Obtaining Demographic reports on traffic statistics

Cookies third-party demographic data (age, gender, interests, interest in buying and other categories) - 26 months

DoubleClick cookie, Android Advertising ID, etc.

Google Analytics


Viewing social networking widgets

Third Party Cookies

Registration on Facebook

Google Analytics

IV. Retention time

  1. Unless the preceding paragraphs stated otherwise, the administrator keeps personal data
  • the time necessary to exercise the rights and obligations arising from the contractual relationship between you and the administrator and claims of the contractual relations (for a period of 15 years from the termination of the contractual relationship).
  • until such time as it is revoked consent to the processing of personal data for marketing purposes when personal data are processed on the basis of consent.
  1. After the period of retention of personal data manager personal information deleted.

V. Cookies

  1. If in Section III. the personal data given cookies, pay for their treatment of the following rules.
    • Rules for the use of cookies or block any user can set up your Web browser, which expresses its consent to their treatment. You can look for instructions on blocking cookies .
    • The user can set permissions or reject all or only some cookies (ie. Third party cookies). Disabling cookies may have a negative impact on the usability of web sites and services.
    • On this site, visitors who agree with the placement of cookies in your browser settings via the appropriate behavior for each browser cookies placed information from the following companies:
  2. If you dispute the processing of technical cookies are necessary for the functioning of the website, in which case you can not guarantee full functionality and compatibility of websites.

VI. Recipients of personal data (administrative subcontractors)

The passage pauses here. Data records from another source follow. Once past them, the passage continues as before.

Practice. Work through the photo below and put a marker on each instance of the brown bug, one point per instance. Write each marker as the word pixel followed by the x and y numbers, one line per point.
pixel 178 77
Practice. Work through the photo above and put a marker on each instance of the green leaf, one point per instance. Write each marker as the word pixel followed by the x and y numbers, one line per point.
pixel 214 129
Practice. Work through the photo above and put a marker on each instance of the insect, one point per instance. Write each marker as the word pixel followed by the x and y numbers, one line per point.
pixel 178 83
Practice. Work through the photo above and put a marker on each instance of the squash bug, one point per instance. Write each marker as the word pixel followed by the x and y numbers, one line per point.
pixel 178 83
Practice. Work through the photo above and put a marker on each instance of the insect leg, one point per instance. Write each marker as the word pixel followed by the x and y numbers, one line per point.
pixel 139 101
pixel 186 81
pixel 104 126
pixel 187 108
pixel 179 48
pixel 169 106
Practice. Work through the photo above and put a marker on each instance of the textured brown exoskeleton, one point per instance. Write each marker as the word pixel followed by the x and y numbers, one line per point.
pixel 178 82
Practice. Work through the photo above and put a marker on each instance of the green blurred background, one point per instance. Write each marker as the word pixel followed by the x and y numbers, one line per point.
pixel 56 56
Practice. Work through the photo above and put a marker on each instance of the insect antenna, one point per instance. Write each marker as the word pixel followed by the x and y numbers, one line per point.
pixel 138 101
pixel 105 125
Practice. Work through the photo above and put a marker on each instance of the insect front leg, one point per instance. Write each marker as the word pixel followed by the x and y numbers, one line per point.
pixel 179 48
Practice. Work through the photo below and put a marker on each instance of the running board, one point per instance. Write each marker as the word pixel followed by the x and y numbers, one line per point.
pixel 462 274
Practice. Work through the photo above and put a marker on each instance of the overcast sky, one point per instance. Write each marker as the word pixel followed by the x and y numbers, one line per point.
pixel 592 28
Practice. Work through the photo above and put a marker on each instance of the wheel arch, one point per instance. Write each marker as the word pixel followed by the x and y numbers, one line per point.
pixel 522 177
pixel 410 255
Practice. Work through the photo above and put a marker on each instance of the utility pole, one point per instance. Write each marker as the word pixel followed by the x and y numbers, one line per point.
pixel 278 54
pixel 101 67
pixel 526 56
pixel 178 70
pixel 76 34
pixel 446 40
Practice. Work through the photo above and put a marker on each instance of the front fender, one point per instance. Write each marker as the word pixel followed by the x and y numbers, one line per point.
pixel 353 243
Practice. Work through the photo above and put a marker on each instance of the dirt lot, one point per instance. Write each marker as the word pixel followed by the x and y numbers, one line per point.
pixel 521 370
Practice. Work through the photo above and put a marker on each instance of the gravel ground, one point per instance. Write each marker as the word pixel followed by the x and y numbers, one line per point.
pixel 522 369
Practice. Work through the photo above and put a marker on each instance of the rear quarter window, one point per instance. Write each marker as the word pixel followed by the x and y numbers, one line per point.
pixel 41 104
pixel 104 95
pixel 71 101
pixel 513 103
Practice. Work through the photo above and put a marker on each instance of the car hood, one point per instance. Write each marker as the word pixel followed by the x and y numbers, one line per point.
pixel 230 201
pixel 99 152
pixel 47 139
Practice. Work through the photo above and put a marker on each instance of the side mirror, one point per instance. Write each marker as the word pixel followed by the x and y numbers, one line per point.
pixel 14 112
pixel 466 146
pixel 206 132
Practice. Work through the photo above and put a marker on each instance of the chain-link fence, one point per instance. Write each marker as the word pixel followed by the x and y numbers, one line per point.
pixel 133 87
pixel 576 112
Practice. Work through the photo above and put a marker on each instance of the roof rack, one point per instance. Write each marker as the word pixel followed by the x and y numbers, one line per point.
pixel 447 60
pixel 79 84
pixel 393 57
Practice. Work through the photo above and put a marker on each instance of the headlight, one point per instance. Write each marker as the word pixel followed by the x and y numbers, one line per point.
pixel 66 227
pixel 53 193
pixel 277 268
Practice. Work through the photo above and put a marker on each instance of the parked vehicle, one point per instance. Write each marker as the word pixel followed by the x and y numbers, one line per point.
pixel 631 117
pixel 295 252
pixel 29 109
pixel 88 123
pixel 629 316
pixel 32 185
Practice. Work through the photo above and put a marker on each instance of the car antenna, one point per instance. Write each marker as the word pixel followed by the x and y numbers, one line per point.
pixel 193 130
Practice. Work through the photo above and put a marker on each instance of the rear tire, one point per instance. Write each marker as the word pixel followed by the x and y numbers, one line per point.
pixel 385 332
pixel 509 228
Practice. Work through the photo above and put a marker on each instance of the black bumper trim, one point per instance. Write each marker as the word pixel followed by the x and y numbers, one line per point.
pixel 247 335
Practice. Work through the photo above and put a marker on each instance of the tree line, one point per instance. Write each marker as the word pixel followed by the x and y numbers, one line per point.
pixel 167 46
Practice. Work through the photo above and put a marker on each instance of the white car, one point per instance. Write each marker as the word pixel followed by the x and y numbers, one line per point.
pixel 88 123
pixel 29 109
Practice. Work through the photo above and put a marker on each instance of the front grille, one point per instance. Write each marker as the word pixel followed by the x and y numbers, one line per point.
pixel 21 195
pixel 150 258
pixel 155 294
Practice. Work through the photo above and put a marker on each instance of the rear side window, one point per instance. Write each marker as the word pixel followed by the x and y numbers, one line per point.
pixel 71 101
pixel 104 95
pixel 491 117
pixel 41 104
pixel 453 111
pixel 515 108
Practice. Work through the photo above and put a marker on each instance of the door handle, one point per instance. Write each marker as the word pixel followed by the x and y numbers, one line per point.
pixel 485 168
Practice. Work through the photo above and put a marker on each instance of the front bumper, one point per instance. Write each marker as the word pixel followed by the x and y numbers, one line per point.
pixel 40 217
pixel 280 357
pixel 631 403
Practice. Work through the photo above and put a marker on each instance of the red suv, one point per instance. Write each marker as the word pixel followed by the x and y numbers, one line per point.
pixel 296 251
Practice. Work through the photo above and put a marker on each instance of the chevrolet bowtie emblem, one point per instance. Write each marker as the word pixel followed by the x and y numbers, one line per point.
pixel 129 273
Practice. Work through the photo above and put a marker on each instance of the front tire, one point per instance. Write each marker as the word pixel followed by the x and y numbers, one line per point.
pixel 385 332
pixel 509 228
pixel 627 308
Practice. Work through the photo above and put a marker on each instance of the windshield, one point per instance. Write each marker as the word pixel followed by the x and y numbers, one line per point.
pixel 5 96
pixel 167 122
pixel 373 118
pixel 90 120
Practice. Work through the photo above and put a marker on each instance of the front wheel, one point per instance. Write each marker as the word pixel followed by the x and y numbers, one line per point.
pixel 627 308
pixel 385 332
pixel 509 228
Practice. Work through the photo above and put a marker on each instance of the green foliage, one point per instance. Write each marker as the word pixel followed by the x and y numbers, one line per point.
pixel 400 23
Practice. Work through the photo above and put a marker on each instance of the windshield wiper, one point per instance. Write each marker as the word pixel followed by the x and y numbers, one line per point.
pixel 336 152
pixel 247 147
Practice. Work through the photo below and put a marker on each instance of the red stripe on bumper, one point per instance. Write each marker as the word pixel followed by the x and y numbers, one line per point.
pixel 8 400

  1. Administrator intends to transmit personal data to a third country (to a country outside the EU) or international organization. Recipients of personal data in third countries are providers of mailing services, analytical tools and services for direct marketing.

VII. Your rights

  1. Under the conditions set out in GDPR you have
  • the right of access to their personal data pursuant to Art. 15 GDPR,
  • the right to correct personal data pursuant to Art. 16 GDPR or processing restrictions pursuant to Art. 18 GDPR,
  • the right to erasure of personal data pursuant to Art. 17 GDPR,
  • the right to object to the processing according to Art. 21 GDPR,
  • right to data portability under Art. 20 GDPR,
  • the right to withdraw consent to the processing in writing or electronically to the address or e-mail administrator referred to in Art. III of these conditions.
  1. You also have the right to file a complaint with the Office for Personal Data Protection in the event that you think was violated your right to privacy.

VIII. Terms of security of personal data

  1. The Administrator declares that he has taken all appropriate technical and organizational measures to protect personal data.
  2. The Administrator has taken technical measures to protect the data storage and storage of personal data in paper form, especially ...
  3. The Administrator declares that personal data can be accessed only by authorized person.

IX. Final Provisions

  1. Sending an order from the online order form or by completing the request form, you confirm that you are aware of / and conditions and privacy that you accept in its entirety.
  2. You agree to these terms by checking the approval through an online form. By checking the consent you acknowledge that you are aware of / and conditions and privacy that you accept in its entirety.
  3. The administrator is entitled to change these conditions. The new version of the Terms privacy publish on its website and also will send you a new version of these terms to your e-mail address you provide to the Administrator.

These conditions come into force on 9 Sep 2019.